The Chicago Bears confirmed on Thursday that long-time linebacker and hard-hitting member of the Pro Football Hall of Fam, Dick Butkus, who played for his hometown team before becoming well-known for his exuberant personality in acting roles on television and in movies, had passed away at the age of 80 years old.
According to a tribute from his family published by the Bears on social media, Butkus passed away “peacefully in his sleep overnight at home in Malibu,” California.
“The Butkus family is gathering with Dick’s wife, Helen. They appreciate your prayers and support,” the family’s statement reads.
Butkus was “the ultimate Bear, and one of the greatest players in NFL history,” Chicago Bears chairman George H. McCaskey said.
“He was Chicago’s son,” McCaskey said. “His contributions to the game he loved will live forever and we are grateful he was able to be at our home opener this year to be celebrated one last time by his many fans.”
News of Butkus’ passing spread over an hour before the Bears’ Thursday night game against the Washington Commanders started. The teams and spectators observed a moment of silence before the game at FedEx Field in Landover, Maryland.
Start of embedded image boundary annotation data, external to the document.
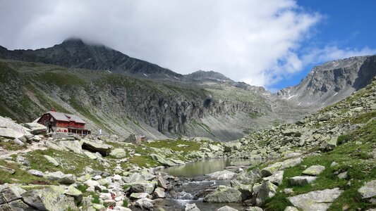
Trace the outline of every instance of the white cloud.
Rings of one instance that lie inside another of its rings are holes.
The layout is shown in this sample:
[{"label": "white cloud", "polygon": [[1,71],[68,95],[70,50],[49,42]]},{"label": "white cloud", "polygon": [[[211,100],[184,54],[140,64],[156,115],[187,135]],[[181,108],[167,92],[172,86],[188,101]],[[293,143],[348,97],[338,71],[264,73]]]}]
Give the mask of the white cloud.
[{"label": "white cloud", "polygon": [[180,73],[214,70],[267,87],[317,60],[372,51],[327,47],[298,56],[322,16],[293,0],[10,1],[0,10],[0,45],[9,49],[79,37]]}]

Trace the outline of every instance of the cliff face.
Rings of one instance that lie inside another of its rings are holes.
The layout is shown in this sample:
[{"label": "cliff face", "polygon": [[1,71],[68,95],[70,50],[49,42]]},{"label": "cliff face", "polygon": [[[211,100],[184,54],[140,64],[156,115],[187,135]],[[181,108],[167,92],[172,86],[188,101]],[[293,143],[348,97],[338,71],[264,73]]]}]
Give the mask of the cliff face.
[{"label": "cliff face", "polygon": [[213,71],[182,75],[80,39],[35,51],[0,46],[0,115],[30,122],[54,107],[79,115],[94,132],[152,139],[234,140],[298,120],[376,75],[376,56],[353,57],[315,67],[272,94]]},{"label": "cliff face", "polygon": [[0,48],[0,58],[41,62],[71,68],[109,70],[145,78],[181,77],[181,75],[102,45],[87,44],[79,39],[69,39],[50,48],[8,51]]},{"label": "cliff face", "polygon": [[314,68],[301,83],[277,93],[281,98],[318,109],[345,98],[376,75],[376,56],[351,57]]}]

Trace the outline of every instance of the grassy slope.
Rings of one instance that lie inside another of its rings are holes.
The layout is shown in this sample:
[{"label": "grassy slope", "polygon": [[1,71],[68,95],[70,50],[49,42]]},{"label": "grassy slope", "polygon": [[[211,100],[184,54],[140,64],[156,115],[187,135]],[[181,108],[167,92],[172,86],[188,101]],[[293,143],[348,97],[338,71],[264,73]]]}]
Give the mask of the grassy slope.
[{"label": "grassy slope", "polygon": [[[335,105],[325,108],[320,113],[330,111],[335,108],[336,112],[345,113],[349,110],[349,106],[356,103],[356,101],[370,97],[376,87],[376,82],[352,96]],[[376,179],[376,111],[369,110],[359,115],[346,117],[331,122],[341,124],[351,122],[352,124],[363,124],[360,128],[346,134],[339,136],[338,146],[329,152],[320,154],[309,153],[303,159],[303,162],[292,168],[285,170],[283,184],[278,187],[277,194],[269,198],[265,205],[266,210],[284,210],[285,207],[291,205],[287,200],[290,196],[283,191],[284,188],[291,188],[294,191],[293,196],[305,193],[310,191],[333,188],[339,187],[344,192],[332,203],[329,210],[342,210],[347,207],[347,210],[365,210],[368,208],[376,207],[376,205],[371,205],[363,200],[358,193],[365,182]],[[312,149],[311,152],[317,152]],[[335,167],[330,167],[332,162],[338,162]],[[303,186],[291,186],[288,179],[294,176],[301,175],[305,167],[314,165],[325,166],[325,170],[317,177],[317,179],[311,184]],[[339,179],[334,172],[347,172],[348,179]]]}]

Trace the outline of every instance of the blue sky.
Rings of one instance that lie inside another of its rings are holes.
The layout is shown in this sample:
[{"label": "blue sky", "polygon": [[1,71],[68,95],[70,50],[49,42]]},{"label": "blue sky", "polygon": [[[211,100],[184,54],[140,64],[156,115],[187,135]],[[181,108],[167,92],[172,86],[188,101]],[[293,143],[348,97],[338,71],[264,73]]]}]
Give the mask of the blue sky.
[{"label": "blue sky", "polygon": [[372,0],[4,1],[0,45],[79,37],[178,73],[214,70],[276,91],[314,65],[375,54],[375,8]]},{"label": "blue sky", "polygon": [[[327,46],[356,51],[353,55],[351,52],[348,55],[345,53],[345,57],[357,56],[367,47],[370,52],[376,53],[373,50],[376,49],[376,1],[300,0],[297,4],[303,10],[322,15],[311,29],[312,37],[301,43],[298,53],[303,53],[306,48],[325,49]],[[342,57],[339,56],[339,58]],[[327,60],[332,58],[328,57]],[[281,80],[272,88],[280,89],[298,84],[312,68],[322,62],[323,59],[320,59],[307,65],[301,72]]]}]

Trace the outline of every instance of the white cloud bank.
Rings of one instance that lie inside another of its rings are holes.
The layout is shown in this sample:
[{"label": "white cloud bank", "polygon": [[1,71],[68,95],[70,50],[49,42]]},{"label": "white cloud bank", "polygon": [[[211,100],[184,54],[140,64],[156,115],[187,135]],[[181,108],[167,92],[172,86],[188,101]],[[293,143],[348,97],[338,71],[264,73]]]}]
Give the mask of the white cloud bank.
[{"label": "white cloud bank", "polygon": [[293,0],[7,1],[0,45],[50,46],[78,37],[180,73],[214,70],[271,87],[305,65],[371,49],[312,49],[299,56],[321,15]]}]

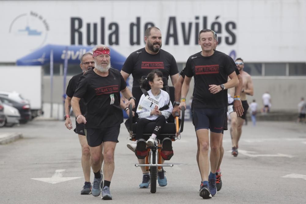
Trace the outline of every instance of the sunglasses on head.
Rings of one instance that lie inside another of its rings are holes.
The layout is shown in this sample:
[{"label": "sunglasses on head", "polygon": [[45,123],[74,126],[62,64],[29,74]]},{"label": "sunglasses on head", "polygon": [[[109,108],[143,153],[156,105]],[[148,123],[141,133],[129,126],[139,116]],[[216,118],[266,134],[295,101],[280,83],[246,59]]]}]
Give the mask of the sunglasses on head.
[{"label": "sunglasses on head", "polygon": [[241,65],[243,64],[243,62],[235,62],[235,63],[236,65]]}]

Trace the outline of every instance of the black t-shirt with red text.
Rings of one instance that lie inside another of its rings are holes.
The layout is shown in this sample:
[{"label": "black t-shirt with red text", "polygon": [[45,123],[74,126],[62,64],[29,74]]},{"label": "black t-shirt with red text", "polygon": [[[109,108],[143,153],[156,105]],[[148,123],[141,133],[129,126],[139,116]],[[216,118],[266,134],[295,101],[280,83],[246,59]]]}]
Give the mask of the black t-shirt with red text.
[{"label": "black t-shirt with red text", "polygon": [[109,70],[107,76],[98,75],[92,69],[80,77],[73,96],[84,99],[85,128],[108,128],[123,122],[120,91],[126,87],[120,72],[112,68]]},{"label": "black t-shirt with red text", "polygon": [[186,76],[194,78],[192,106],[202,108],[226,107],[227,90],[213,94],[209,85],[226,83],[228,75],[235,71],[236,65],[230,57],[221,52],[215,50],[209,57],[202,56],[201,52],[190,56],[185,68]]},{"label": "black t-shirt with red text", "polygon": [[[182,77],[183,79],[185,79],[185,67],[184,67],[181,72],[181,73],[180,73],[180,75],[182,76]],[[240,74],[240,72],[239,72],[239,70],[237,69],[237,67],[236,67],[236,69],[235,69],[235,72],[236,72],[236,75],[237,76],[238,76],[238,74]]]},{"label": "black t-shirt with red text", "polygon": [[133,86],[139,86],[143,76],[147,76],[152,70],[158,69],[167,79],[178,73],[177,65],[173,56],[160,50],[155,54],[147,52],[144,47],[132,53],[127,58],[121,69],[132,75]]}]

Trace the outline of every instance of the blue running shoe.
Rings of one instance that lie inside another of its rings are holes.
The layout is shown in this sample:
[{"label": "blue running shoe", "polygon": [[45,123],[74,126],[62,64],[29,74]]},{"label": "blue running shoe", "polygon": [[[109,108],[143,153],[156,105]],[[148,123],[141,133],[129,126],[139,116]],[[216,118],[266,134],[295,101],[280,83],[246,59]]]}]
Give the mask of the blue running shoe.
[{"label": "blue running shoe", "polygon": [[216,172],[216,185],[217,186],[217,191],[219,191],[221,190],[222,187],[222,181],[221,180],[221,172]]},{"label": "blue running shoe", "polygon": [[162,168],[162,171],[159,172],[157,173],[157,181],[158,182],[158,185],[161,187],[163,187],[167,185],[168,183],[167,182],[167,178],[165,176],[165,173],[166,172],[164,171],[164,169]]},{"label": "blue running shoe", "polygon": [[147,188],[150,185],[150,176],[145,174],[142,176],[142,182],[139,184],[140,188]]},{"label": "blue running shoe", "polygon": [[113,196],[110,195],[110,187],[108,186],[104,186],[102,189],[102,200],[112,200]]},{"label": "blue running shoe", "polygon": [[216,180],[208,179],[208,184],[209,184],[209,190],[212,196],[217,194],[217,186],[216,185]]},{"label": "blue running shoe", "polygon": [[83,189],[81,191],[81,195],[88,195],[91,193],[91,184],[90,182],[85,182]]},{"label": "blue running shoe", "polygon": [[202,187],[203,186],[203,185],[204,184],[202,183],[202,181],[201,182],[201,185],[200,185],[200,190],[199,191],[199,192],[201,192],[201,189],[202,189]]},{"label": "blue running shoe", "polygon": [[209,186],[207,184],[203,184],[201,187],[200,189],[200,196],[204,199],[212,198],[209,191]]},{"label": "blue running shoe", "polygon": [[101,192],[101,182],[103,178],[103,175],[101,174],[101,177],[99,179],[95,178],[94,178],[94,182],[92,182],[92,188],[91,189],[91,194],[94,196],[98,196]]}]

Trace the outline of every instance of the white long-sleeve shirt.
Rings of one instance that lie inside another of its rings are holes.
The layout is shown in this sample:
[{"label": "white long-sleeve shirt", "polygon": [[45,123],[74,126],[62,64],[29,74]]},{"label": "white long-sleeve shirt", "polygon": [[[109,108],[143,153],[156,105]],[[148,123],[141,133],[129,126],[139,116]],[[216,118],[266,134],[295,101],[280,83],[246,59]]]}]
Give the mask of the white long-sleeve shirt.
[{"label": "white long-sleeve shirt", "polygon": [[[170,98],[169,95],[166,91],[160,90],[160,95],[159,97],[156,98],[152,94],[151,90],[148,91],[149,96],[158,102],[158,109],[159,109],[164,106],[169,104],[169,108],[166,110],[164,110],[161,111],[162,114],[165,116],[166,119],[168,118],[172,113],[173,109],[173,106],[172,103],[170,101]],[[144,94],[143,94],[140,98],[139,103],[137,107],[136,113],[138,113],[138,117],[140,118],[144,118],[151,120],[155,120],[159,116],[156,115],[150,115],[151,114],[151,110],[147,109],[144,107],[141,106],[141,103],[144,101],[146,96]],[[153,107],[154,108],[154,107]]]}]

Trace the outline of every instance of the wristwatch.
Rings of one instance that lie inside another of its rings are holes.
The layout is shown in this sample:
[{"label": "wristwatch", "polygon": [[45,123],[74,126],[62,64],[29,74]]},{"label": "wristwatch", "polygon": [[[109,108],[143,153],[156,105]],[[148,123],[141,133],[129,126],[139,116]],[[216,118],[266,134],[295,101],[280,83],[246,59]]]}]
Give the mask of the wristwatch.
[{"label": "wristwatch", "polygon": [[179,106],[180,103],[177,101],[174,101],[173,102],[173,106]]},{"label": "wristwatch", "polygon": [[225,87],[224,86],[224,85],[222,84],[220,85],[220,86],[221,87],[221,88],[222,89],[222,90],[224,90],[224,88],[225,88]]}]

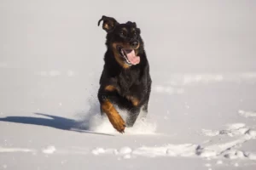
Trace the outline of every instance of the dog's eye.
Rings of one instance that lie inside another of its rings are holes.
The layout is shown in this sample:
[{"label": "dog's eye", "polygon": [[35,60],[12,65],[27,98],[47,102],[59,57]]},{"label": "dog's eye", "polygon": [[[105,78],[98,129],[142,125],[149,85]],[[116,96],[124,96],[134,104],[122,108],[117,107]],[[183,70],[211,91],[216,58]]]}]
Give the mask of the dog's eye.
[{"label": "dog's eye", "polygon": [[121,36],[121,37],[126,37],[126,32],[124,31],[120,31],[120,36]]}]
Butkus was an imposing middle linebacker for the Bears during his nine NFL seasons in the 1960s and 1970s, and was a fierce tackler who was selected out of the University of Illinois. He was also a member of eight Pro Bowls.
According to a piece on the Chicago Bears fans website, Butkus believed that his enthusiasm on the field was simply the proper way to play the game.
After playing for a part of the 1973 season and retiring at the age of 31 years old, a few years after sustaining a devastating knee injury, he was inducted into the Pro Football Hall of Fame in 1979 – the first year he was eligible. In 1983, Butkus was further inducted into the College Football Hall of Fame.
According to I Get Talk, the Butkus Award, recognizes the best linebacker at the professional, collegiate, and high school levels, and was established in 1985.
In 1994, the Bears retired Butkus’ No. 51 uniform. For both of the decades he played, Butkus was picked by a Hall of Fame committee for the NFL All-Decade Teams. He was also elected to the NFL’s 75th and 100th Anniversary All-Time Teams.
Last month, Mike Williams, a former wide receiver in the NFL died. He was 36 years old at the time of his passing.
Before his death, Williams sustained an injury in an accident while working at a construction site.
Williams was a native of Buffalo who attended Syracuse University. He was the best in his team in receiving yards as a true freshman in 2006 with 461. The following year, he was named to the Big East all-star team, but due to an academic suspension, he missed the 2008 campaign.
He caught 49 passes for 746 yards and seven touchdowns in seven games in 2009, however, he left the team due to a potential punishment after he broke team rules following a car accident.
Despite the setbacks, Mike Williams was chosen by the Tampa Bay Buccaneers in the fourth round of the 2010 NFL Draft, and he made a good impression right away.
With 964 receiving yards and 65 receptions in his debut season, he finished one reception short of tying for the team lead. He led the squad in scoring with 11 goals, and thanks to his outstanding season, he was named the second-best offensive rookie of the year, trailing only Sam Bradford.
Before the 2013 season, the Bucs signed him to a contract for close to $40 million, but he only participated in six games before being moved to the Buffalo Bills, whom he later played for for one season.
He was slated to miss the first six games of the 2015 season due to a suspension, instead, he spent the entire year as a free agent.
He was a member of the Kansas City Chiefs‘ practice squad in 2016.
Williams and Pro Football Hall of Famer Marvin Harrison are tied for second place in Syracuse history with 20 touchdowns each.
He had a total of 223 receptions for 3,089 yards and 26 touchdowns during his professional football career.